School of Population and Public Health, University of British Columbia, Vancouver, BC, Canada.
Clin Invest Med. 2022 Jun 26;45(2):E21-27. doi: 10.25011/cim.v45i2.38100.
Disease prevalence estimates from population-based administrative databases are often biased due to measurement (misclassification) errors. The purpose of this article is to review the methodology for estimating disease prevalence in administrative data, with a focus on bias correction.
Several approaches to bias correction in administrative data were reviewed and application of these methods was demonstrated using an example from the literature: physician claims and hospitalization data were employed to estimate diabetes prevalence in Ontario, Canada.
Misclassification bias in prevalence estimates from administrative data can be reduced by developing and selecting an optimal algorithm for case identification, applying a bias correction formula, or using statistical modelling. An algorithm for which sensitivity equals positive predictive value provides an unbiased estimate of prevalence. Bias reduction methods generally require information about the measurement properties of the algorithm, such as sensitivity, specificity, or predictive value. These properties depend on disease type, prevalence, algorithm definition (including the observation window), and may vary by population and time. Prevalence estimates can be improved by applying multivariable disease prediction models.
Frequency of a positive case identification algorithm in administrative data is generally not equivalent to disease prevalence. Although prevalence estimates can be corrected for bias using known measurement properties of the algorithm, these properties may be difficult to estimate accurately; therefore, disease prevalence estimates based on administrative data must be treated with caution.
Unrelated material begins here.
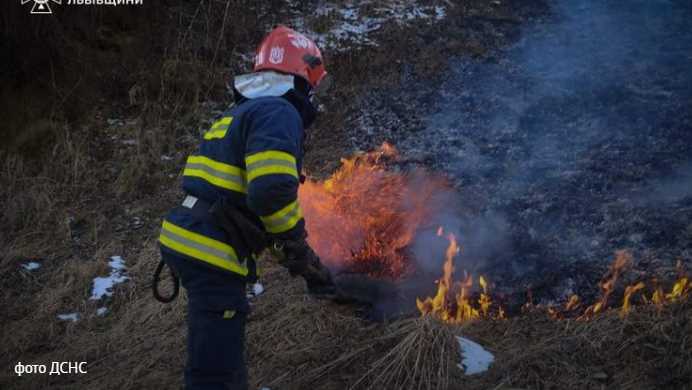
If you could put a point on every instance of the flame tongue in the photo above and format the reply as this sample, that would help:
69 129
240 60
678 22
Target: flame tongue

由于测量(分类错误)误差,基于人群的行政数据库中的疾病患病率估计往往存在偏差。本文的目的是回顾在行政数据中估计疾病患病率的方法,重点是偏差校正。
本文综述了几种在行政数据中进行偏差校正的方法,并通过文献中的一个例子展示了这些方法的应用:使用安大略省的医生索赔和住院数据来估计加拿大的糖尿病患病率。
通过开发和选择用于病例识别的最佳算法、应用偏差校正公式或使用统计建模,可以减少来自行政数据的患病率估计中的分类错误偏差。对于灵敏度等于阳性预测值的算法,可以提供患病率的无偏估计。偏差减少方法通常需要有关算法的测量特性的信息,例如灵敏度、特异性或预测值。这些特性取决于疾病类型、患病率、算法定义(包括观察窗口),并且可能因人群和时间而异。通过应用多变量疾病预测模型,可以改善患病率估计。
行政数据中阳性病例识别算法的频率通常与疾病患病率不相等。虽然可以使用算法的已知测量特性来校正偏倚,但这些特性可能难以准确估计;因此,必须谨慎对待基于行政数据的疾病患病率估计。